Monstera’s are not too picky when it comes to fertilizer, and they really don’t need it that often. Fertilize once a month through the Spring and Summer months and then do not fertilize throughout the Winter. Just use a generic house plant fertilizer that any greenhouse, garden centre, or plant shop offers!
Common Pests & Problems
Thankfully, Monstera’s are usually rather unbothered by pests but they still do manage to find a way to ruin your life sometimes. Here are the most common pests/problems that you could run into with a swiss cheese plant:
- Fungus gnats - These can happen with any houseplant. They appear when the air is dry and soil stays wet, which is hard to avoid in our Winter.

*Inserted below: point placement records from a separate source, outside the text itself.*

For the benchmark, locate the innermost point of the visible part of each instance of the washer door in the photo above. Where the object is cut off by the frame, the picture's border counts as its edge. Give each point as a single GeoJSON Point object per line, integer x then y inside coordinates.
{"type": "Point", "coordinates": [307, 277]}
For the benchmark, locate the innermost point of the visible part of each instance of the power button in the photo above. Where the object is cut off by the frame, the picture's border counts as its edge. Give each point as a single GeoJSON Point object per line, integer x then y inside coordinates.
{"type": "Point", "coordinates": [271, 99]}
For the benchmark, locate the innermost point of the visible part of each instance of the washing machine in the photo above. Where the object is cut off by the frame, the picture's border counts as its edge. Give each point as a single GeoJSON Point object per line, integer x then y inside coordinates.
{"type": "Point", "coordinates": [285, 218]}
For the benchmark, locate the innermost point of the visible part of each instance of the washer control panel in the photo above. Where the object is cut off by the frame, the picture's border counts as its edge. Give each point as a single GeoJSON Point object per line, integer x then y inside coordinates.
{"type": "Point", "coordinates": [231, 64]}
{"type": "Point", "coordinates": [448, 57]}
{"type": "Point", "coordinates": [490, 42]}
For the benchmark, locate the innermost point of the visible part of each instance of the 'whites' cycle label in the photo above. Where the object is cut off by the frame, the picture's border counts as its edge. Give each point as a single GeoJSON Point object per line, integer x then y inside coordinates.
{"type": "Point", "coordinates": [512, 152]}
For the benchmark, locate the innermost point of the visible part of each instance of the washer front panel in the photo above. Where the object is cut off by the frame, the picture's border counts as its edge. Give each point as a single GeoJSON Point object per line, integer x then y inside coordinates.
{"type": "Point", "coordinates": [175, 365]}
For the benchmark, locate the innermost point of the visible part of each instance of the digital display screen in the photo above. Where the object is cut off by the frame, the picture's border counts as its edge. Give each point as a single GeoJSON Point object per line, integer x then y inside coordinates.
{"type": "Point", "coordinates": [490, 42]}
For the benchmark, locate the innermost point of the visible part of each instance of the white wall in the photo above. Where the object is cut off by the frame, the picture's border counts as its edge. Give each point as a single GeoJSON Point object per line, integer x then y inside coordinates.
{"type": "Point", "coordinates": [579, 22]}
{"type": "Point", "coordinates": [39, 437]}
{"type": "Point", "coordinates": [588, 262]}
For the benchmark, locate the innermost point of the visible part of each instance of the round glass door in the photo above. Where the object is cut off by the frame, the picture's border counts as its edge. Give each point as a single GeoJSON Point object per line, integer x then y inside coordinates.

Some solutions are: a mix of apple cider vinegar with honey in a shallow bowl to catch them, mix one part peroxide with four parts water and pour that through the soil to kill any larvae, or place sticky fly paper strips by your plant.
- Thrips - If new leaves are growing deformed, leaves are looking bleached, or yellow spots/yellowing of leaves (not just the older leaves dying off) you may have a case of thrips. Remove any extremely damaged leaves, take your plant somewhere to wash it all off (especially the leaves), allow the leaves and stems to dry off, then treat the entire plant (stems/vines included!) with a neem oil mix or a thrips spray you can get from a garden centre.
- Yellow leaves - If the leaves aren’t turning yellow just because of age, which is a natural thing that happens, and the soil is wet, this is often a sign of overwatering. You can let the soil dry before watering again but if leaves are yellowing at an alarming rate, repot the plant into fresh soil.
- Brown and crispy on the edges of leaves - Again, if the leaves aren’t dying off just because of age, the plant is probably underwatered or there could be a salt build up. Water more often than you have been and start using filtered, distilled, or rain water.
- Plant looks wilted all the time - It may be time to repot your Monstera! Remove the plant from the nursery pot and check the roots. If they are all coiled up at the bottom, it is time to repot into a new home. Plant it in a nursery pot one size up from the current one (i.e. if it was in a 6” pot, plant it into an 8” pot, etc.), do not repot it into anything bigger as that will provide too much space for the plant and it will sit in too much wet soil.
With all that being said, good luck with your new plant! As these plants grow quite quickly, your home will look like a jungle in no time.